张如一离开秦亿书的胸膛,端过碗,问他:“你会陪着我,对吗?”
“嗯。”秦亿书眼里的决绝已经开始动摇。
张如一等了一会儿,心中最后一丝期待没有到来,她果断端起碗一口饮尽。
药很难闻,更难喝。
张如一努力压下将要倾盆而出的泪水,摇了摇手中的空碗,做出邀功的样子,“我喝完了。”
张如一的笑格外刺眼扎心,秦亿书抱过她,淡淡应了声,“嗯。”
药效还没开始,张如一平静的呆在秦亿书怀里,但等待让她心慌,她要找一个话题来转移自己的注意力,“什么时候送我走?”

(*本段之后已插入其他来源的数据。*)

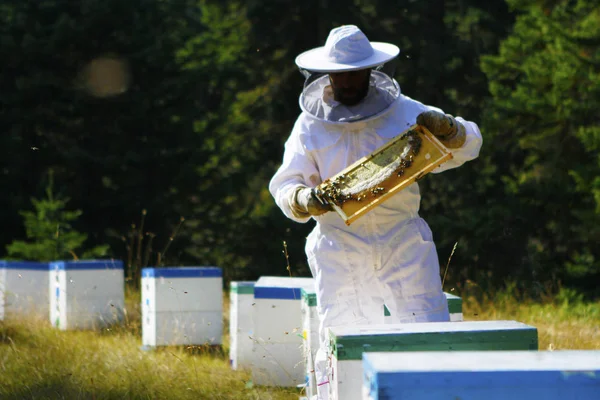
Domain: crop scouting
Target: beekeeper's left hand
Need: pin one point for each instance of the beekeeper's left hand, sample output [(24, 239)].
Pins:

“等你做完小月子再说。”女人小产需要做小月子,秦亿书知道。
张如一再想开口说什么,小腹传来一阵微微的疼痛。疼痛感越来越明显,她皱起柳叶眉,揪紧秦亿书的衣服,大口呼吸好似正在生产,哭叫道:“秦亿书,孩子要没了!”
没人看见秦亿书的心疼与不忍,他把张如一抱到床上,紧紧抱着她,一遍遍告诉她,“我陪着你的,我陪着你的。”
下腹的巨痛感将张如一淹没,她控制不住大声叫出来,凄厉地重复刚才的话,“秦亿书,孩子要没了!啊······”
“还会有的,以后还会有的······”秦亿书只能加大抱着张如一的力度,让她感受到自己的陪伴。
尽管张如一痛得声音都已经喊不出来,但是她一点儿没有挣扎。
她知道,没有希望了。她和秦亿书唯一的羁绊没有了。
其实只有一盏茶的功夫,但两人觉得像过了几百年。怀里张如一的因疼痛而止不住挣扎的幅度渐渐变弱,秦亿书和她一样满身是汗。最后张如一虚脱昏倒在他怀里,秦亿书终于忍不住哭了出来。
“对不起,对不起,对不起······”一遍遍说着对不起,怀里的人却一句也听不到,也不知道心里藏着个冰窖的人为她哭得涕泗横流。
民安十年的大年初一,很多人都不快乐。
其实每一天都有人不快乐,有人更甚而已。